Dans le téléfilm «L’Enchanteur» ce lundi à 21h10 sur France 2, il incarne Romain Gary, alias Émile Ajar, seul écrivain à avoir remporté le prix Goncourt à deux reprises.
«L’Enchanteur» retrace une imposture littéraire hors du commun. En 1975, l’écrivain français Romain Gary (1914-1980) décrochait un deuxième prix Goncourt avec le roman «La Vie devant soi», publié sous le nom d’Émile Ajar. La supercherie ne sera dévoilée qu’après le suicide de l’auteur, incarné ici par Charles Berling (65 ans).
Que pensez-vous du scandale provoqué par le roman «La Vie devant soi» ?
Il me surprend encore aujourd’hui. À mes yeux, se cacher derrière un autre patronyme est un geste éminemment poétique. Sous le regard des autres, en tant que Romain Gary, il traversait une situation difficile. Pour rebondir, il a eu l’idée géniale de se réinventer sous les traits d’un autre personnage. Certains se sont sentis offensés par cette démarche et lui en tiennent rigueur. Je n’en fais pas partie. En allant jusqu’au bout de son subterfuge, il a fait preuve d’une grande audace.
Pourquoi avoir accepté de l’incarner ?
J’adore cet auteur et ce qui m’a convaincu, malgré un emploi du temps déjà surchargé, c’est la qualité exceptionnelle du scénario écrit par deux jeunes gens férus de l’œuvre de Romain Gary. Cette curiosité exprimée par les nouvelles générations prouve que ses livres perdurent dans le temps et j’en suis ravi.

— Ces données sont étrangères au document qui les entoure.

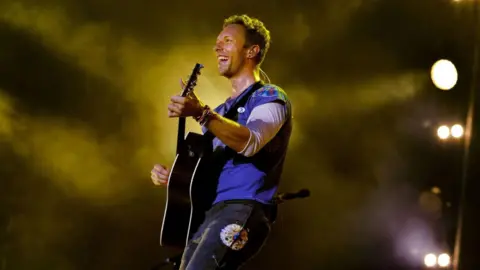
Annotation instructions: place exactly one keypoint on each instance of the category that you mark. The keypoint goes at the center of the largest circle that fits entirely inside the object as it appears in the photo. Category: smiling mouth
(222, 59)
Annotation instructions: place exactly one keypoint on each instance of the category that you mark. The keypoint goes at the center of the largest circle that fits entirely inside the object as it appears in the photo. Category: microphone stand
(277, 200)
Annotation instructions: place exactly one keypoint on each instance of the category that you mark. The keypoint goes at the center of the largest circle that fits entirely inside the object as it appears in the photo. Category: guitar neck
(181, 133)
(192, 81)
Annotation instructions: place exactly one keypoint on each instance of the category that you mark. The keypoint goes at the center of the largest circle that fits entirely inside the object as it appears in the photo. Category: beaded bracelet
(203, 119)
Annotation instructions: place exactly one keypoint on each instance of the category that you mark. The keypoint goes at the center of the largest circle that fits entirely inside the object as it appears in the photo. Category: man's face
(230, 50)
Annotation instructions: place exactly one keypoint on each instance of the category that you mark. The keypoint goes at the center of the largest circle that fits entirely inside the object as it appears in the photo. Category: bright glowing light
(444, 74)
(444, 260)
(430, 260)
(443, 132)
(456, 131)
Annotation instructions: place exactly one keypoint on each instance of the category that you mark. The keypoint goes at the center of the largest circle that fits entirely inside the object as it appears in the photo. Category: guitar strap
(233, 110)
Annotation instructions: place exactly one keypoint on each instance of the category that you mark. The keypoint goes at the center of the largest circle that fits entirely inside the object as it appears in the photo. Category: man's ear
(253, 51)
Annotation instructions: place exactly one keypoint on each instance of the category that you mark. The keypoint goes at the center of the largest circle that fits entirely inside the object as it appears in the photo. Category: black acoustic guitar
(191, 185)
(193, 179)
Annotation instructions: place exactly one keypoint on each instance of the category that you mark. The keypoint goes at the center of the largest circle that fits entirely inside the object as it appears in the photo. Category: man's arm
(262, 125)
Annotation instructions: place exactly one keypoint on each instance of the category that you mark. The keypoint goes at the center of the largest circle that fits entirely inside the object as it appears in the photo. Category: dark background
(83, 92)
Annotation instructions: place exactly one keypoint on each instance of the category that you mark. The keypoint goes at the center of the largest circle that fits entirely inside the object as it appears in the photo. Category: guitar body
(190, 192)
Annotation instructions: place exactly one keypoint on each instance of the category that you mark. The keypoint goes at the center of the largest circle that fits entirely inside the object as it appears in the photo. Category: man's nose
(218, 47)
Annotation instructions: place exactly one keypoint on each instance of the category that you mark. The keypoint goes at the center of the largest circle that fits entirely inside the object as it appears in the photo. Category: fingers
(178, 99)
(159, 175)
(174, 110)
(182, 83)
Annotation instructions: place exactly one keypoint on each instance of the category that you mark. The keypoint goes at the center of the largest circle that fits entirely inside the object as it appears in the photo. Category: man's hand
(159, 175)
(185, 106)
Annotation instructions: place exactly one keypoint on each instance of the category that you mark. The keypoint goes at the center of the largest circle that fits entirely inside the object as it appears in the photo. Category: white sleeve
(264, 122)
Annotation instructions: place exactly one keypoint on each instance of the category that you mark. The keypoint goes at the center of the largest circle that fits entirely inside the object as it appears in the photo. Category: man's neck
(242, 81)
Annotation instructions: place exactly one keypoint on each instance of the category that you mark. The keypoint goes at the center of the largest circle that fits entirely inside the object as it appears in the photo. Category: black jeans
(232, 233)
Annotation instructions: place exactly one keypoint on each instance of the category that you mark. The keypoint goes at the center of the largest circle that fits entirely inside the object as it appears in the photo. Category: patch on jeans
(234, 236)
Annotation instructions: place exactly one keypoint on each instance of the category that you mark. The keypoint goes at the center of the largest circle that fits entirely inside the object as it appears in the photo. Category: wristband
(205, 116)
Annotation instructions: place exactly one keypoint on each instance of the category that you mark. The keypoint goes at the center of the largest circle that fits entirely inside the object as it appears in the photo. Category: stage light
(456, 131)
(444, 74)
(430, 260)
(443, 132)
(444, 260)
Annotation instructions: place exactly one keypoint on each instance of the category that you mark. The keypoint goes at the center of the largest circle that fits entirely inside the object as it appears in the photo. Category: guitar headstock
(192, 79)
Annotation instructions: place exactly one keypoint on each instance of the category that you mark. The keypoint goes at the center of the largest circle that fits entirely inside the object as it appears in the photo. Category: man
(237, 225)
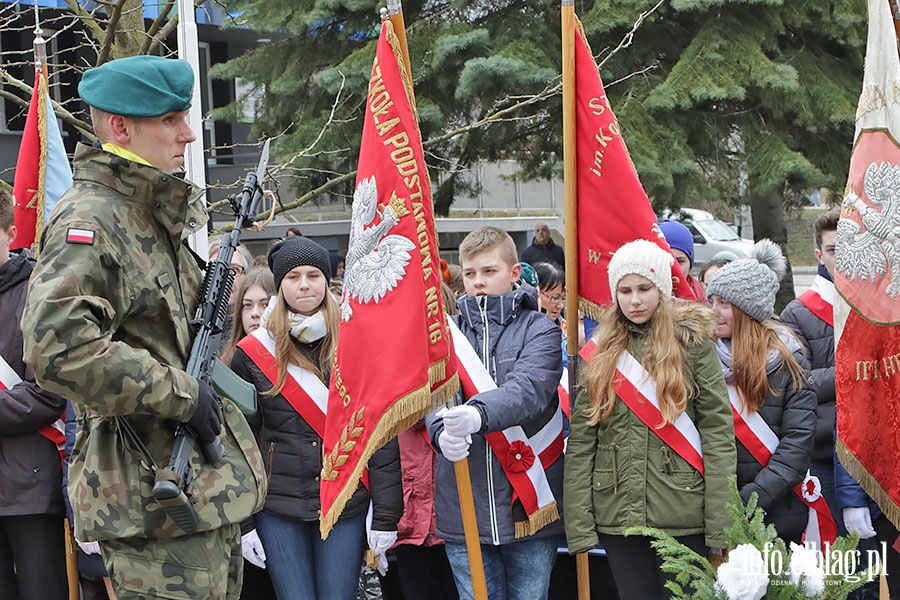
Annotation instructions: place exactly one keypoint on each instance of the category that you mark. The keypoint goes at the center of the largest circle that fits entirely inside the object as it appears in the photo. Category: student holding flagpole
(651, 441)
(289, 359)
(773, 403)
(510, 427)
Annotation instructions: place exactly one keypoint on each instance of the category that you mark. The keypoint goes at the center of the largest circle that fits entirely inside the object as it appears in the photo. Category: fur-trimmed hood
(695, 323)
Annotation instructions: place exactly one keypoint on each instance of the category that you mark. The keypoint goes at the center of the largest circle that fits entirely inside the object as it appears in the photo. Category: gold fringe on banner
(540, 519)
(398, 56)
(401, 415)
(40, 193)
(868, 483)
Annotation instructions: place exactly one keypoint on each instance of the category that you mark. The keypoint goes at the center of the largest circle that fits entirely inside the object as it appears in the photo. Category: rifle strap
(133, 443)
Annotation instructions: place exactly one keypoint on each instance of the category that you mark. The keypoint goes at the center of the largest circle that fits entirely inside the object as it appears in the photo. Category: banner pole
(395, 10)
(570, 191)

Comment avez-vous trouvé la vérité de cet homme aux multiples facettes ?
Revêtir différentes identités en tant qu’acteur n’empêche nullement d’être en quête d’une profonde vérité. C’était un peu le cas de Romain Gary qui, en devenant successivement aviateur, écrivain et diplomate, cherchait sa propre vérité. C’était un homme fidèle à des valeurs profondes. Contrairement à ce qu’on pourrait penser, il était loin d’être futile, léger ou opportuniste. D’ailleurs, il n’a pas hésité à défendre ses convictions personnelles au péril de sa vie (il a combattu au sein des Forces françaises libres pendant la Seconde Guerre, ndlr). C’était un homme génial qui pouvait aussi faire preuve d’humour et de dérision et savait prendre de la hauteur ainsi qu’une certaine distance. Il avait du talent pour créer des fictions, écrire des livres ou réaliser des films tout en se prenant, parfois, lui-même pour un personnage de fiction.
En tant que comédien, ressentez-vous les mêmes interrogations que Romain Gary ?
Complètement. Incarner d’autres personnes que soi, c’est un vertige, un luxe, un délice, mais en même temps, ce peut être une perdition. Même si c’est très intéressant, c’est aussi compliqué. Sans aller jusqu’aux extrêmes comme il l’a fait, s’inventer une autre identité pose une vraie question métaphysique sur sa réelle personnalité.
Partagez-vous avec lui la crainte de vieillir ?
J’ai non seulement l’angoisse du temps qui passe, mais aussi celle de la mort. Lorsqu’on aime la vie, c’est une vraie frayeur. Sur ce thème, il a d’ailleurs écrit «Au-delà de cette limite, votre ticket n’est plus valable», un livre prodigieux que j’ai relu récemment. Il réussit le tour de force d’être à la fois dans l’intime d’un homme de 60 ans et celui de la société occidentale.
Qu’est-ce qui vous touche le plus chez Romain Gary ?
Son goût de la vérité et, contrairement à l’époque actuelle, sa fidélité à défendre les valeurs auxquelles il croit profondément. Il a toujours soutenu la démocratie et, à l’époque, sa vision prémonitoire sur l’écologie et l’environnement n’a pas été bien perçue.
Quel est votre roman préféré ?
Je n’aime pas trop hiérarchiser mes choix littéraires, mais j’ai découvert avec un immense plaisir «L’Éducation européenne», son premier roman. Très jeune, ma mère m’a fait lire «Les Promesses de l’aube», mais relire ses livres aujourd’hui m’a rendu très heureux car j’ai le sentiment de mieux le comprendre.